Pioneer Natural Resources
was surging Monday after The Wall Street Journal reported that
Exxon Mobil
has held preliminary talks with the fracker about a possible acquisition.
The Journal, citing people familiar with the matter, reported that Exxon (ticker: XOM) has held informal discussions with
Pioneer Natural
(PXD) about a potential acquisition. Any possible deal wouldn’t come together until the end of the year, and it’s possible nothing comes from the discussions at all, according to the Journal.
Exxon told Barron’s that it doesn’t comment on market rumors or speculation. Barron’s has also reached out to Pioneer for comment.
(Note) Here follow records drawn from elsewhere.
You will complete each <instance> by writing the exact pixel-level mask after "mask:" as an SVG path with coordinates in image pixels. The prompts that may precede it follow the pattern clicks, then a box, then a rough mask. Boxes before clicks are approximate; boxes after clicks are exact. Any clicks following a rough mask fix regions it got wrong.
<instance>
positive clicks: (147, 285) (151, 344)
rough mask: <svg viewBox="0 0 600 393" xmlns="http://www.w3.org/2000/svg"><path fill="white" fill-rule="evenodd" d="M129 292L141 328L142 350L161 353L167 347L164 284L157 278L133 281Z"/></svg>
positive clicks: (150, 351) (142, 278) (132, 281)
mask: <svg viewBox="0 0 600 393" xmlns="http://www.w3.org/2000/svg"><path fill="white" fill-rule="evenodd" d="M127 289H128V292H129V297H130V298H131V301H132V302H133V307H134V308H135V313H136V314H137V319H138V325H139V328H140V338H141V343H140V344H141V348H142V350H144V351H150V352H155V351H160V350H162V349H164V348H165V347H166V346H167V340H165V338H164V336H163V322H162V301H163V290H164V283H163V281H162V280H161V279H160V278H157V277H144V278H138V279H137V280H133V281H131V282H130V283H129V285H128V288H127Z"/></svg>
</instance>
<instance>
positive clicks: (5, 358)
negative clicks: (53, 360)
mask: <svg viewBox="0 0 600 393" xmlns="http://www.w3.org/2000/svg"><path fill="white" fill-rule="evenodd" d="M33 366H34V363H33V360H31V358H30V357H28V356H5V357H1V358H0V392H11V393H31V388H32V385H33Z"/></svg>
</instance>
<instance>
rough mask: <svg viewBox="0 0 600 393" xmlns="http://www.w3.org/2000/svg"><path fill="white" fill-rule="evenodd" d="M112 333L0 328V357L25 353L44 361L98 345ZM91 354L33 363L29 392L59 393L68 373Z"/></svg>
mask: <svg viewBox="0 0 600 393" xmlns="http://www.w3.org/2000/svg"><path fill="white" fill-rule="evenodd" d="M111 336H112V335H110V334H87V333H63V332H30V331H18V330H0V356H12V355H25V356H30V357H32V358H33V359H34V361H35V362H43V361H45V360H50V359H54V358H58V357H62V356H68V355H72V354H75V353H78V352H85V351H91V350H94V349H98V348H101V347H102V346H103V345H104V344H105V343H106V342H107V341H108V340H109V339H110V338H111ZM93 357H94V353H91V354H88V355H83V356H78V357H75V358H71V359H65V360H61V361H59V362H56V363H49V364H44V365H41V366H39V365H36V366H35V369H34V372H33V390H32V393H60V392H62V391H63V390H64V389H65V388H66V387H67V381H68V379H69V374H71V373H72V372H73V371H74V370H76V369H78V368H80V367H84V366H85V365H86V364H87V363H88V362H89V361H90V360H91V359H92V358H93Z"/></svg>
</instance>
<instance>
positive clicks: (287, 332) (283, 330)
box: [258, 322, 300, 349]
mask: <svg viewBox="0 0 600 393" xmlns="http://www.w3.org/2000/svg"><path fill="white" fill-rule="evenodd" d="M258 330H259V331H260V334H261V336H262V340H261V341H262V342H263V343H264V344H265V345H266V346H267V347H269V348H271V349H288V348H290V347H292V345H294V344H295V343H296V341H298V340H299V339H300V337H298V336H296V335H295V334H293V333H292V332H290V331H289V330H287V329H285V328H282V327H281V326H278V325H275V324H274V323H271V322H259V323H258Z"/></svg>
Since the stock market was closed in observance of Good Friday last week, shares of the shale driller were surging as investors got their first chance to trade on the news. Shares of Pioneer Natural jumped 7.4% to $223.60. The stock was on pace for its largest percent increase since Dec. 4, 2020, when it rose 8.27%. The stock was the third-best performer on the
S&P 500
Monday.
Wells Fargo analyst Roger Read said in a research note that “with one of the largest and best acreage positions within the Permian Basin, merging with PXD could make strategic sense for many companies desiring a larger Permian footprint.”
The Permian Basin is an oil and gas producing area in West Texas. According to Pioneer Natural, some estimates say the resources deep below the Permian Basin’s surface “could rival the supply of what’s now considered the world’s largest oilfield in Saudi Arabia,” and the company has made the decision to become a “Permian pure-play company.”
Pioneer is scheduled to report first-quarter earnings on May 3. Mizuho analyst Nitin Kumar, who rates the stock as a Buy with a $265 price target, wrote in a research note last week that the company “is seeing no further increases in service costs due to inflationary pressures. However, they are not planning for any decreases in costs yet either.”
Pioneer stock has fallen 2.9% this year.